= 2025 South African Budget =

The 2025 South African Budget, presented by Minister of Finance Enoch Godongwana on 12 March 2025, introduced several fiscal measures aimed at stabilising government finances and addressing economic challenges. Key proposals included a phased increase in the value-added tax (VAT) rate, adjustments to personal income tax, and increased allocations to healthcare and defence.

== Background ==
Originally scheduled for 19 February 2025, the budget was postponed due to disagreements within the Government of National Unity, particularly over a proposed two-percentage-point VAT increase. In the revised budget, the minister proposed a more gradual approach: a 0.5 percentage point increase effective 1 May 2025 and another 0.5 percentage point increase on 1 April 2026, which would raise the VAT rate from 15% to 16% over two years.

== Revenue measures ==
Several revenue-enhancing measures were introduced:

- VAT – The phased increase is expected to generate approximately R13.5 billion in additional revenue during 2025.

- Personal income tax – Tax brackets and credits were not adjusted for inflation, resulting in increased effective taxation through fiscal drag.

- Excise duties – Increases above the rate of inflation were applied to alcohol and tobacco products.

- Carbon tax – The rate increased from R190 to R236 per tonne of carbon dioxide equivalent as of 1 January 2025.
- VAT rate reversal - South African Ministry of Finance confirmed on 24 April 2025 that the VAT rate would remain at 15%, effective 1 May 2025.

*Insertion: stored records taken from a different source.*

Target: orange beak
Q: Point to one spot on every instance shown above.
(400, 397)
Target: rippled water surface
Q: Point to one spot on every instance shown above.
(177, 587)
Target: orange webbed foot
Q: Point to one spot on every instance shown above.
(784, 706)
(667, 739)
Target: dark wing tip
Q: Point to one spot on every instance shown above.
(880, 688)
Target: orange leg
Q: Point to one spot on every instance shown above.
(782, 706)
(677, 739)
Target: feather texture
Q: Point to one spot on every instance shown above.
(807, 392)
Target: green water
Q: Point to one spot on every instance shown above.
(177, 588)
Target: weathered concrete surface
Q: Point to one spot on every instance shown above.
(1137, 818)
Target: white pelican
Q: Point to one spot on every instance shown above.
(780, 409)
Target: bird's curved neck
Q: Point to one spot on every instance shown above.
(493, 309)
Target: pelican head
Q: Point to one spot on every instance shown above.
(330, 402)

== Expenditure allocations ==
The budget increased funding to key service areas:

- Health – R28.9 billion was allocated to support healthcare, including expanded HIV treatment programmes.

- Defence – R5 billion was allocated to strengthen military capacity in light of regional instability.

- Social grants – Grants were increased, with old age and disability grants raised to R2,315 and child support grants to R560.

== Political response and legal challenges ==
The proposed VAT increase faced significant opposition within the ruling coalition. The Democratic Alliance publicly opposed the increase, citing its disproportionate impact on lower-income households. The party also launched a legal challenge questioning the budget’s procedural legality.

In light of mounting resistance, reports suggested that the African National Congress may reconsider the VAT hike.

== Economic context ==
Despite the political friction, tax revenue for 2024/25 increased by over 6%, reaching R1.855 trillion. However, the economy continues to face challenges, including high unemployment, constrained electricity supply, and a fragile investment climate.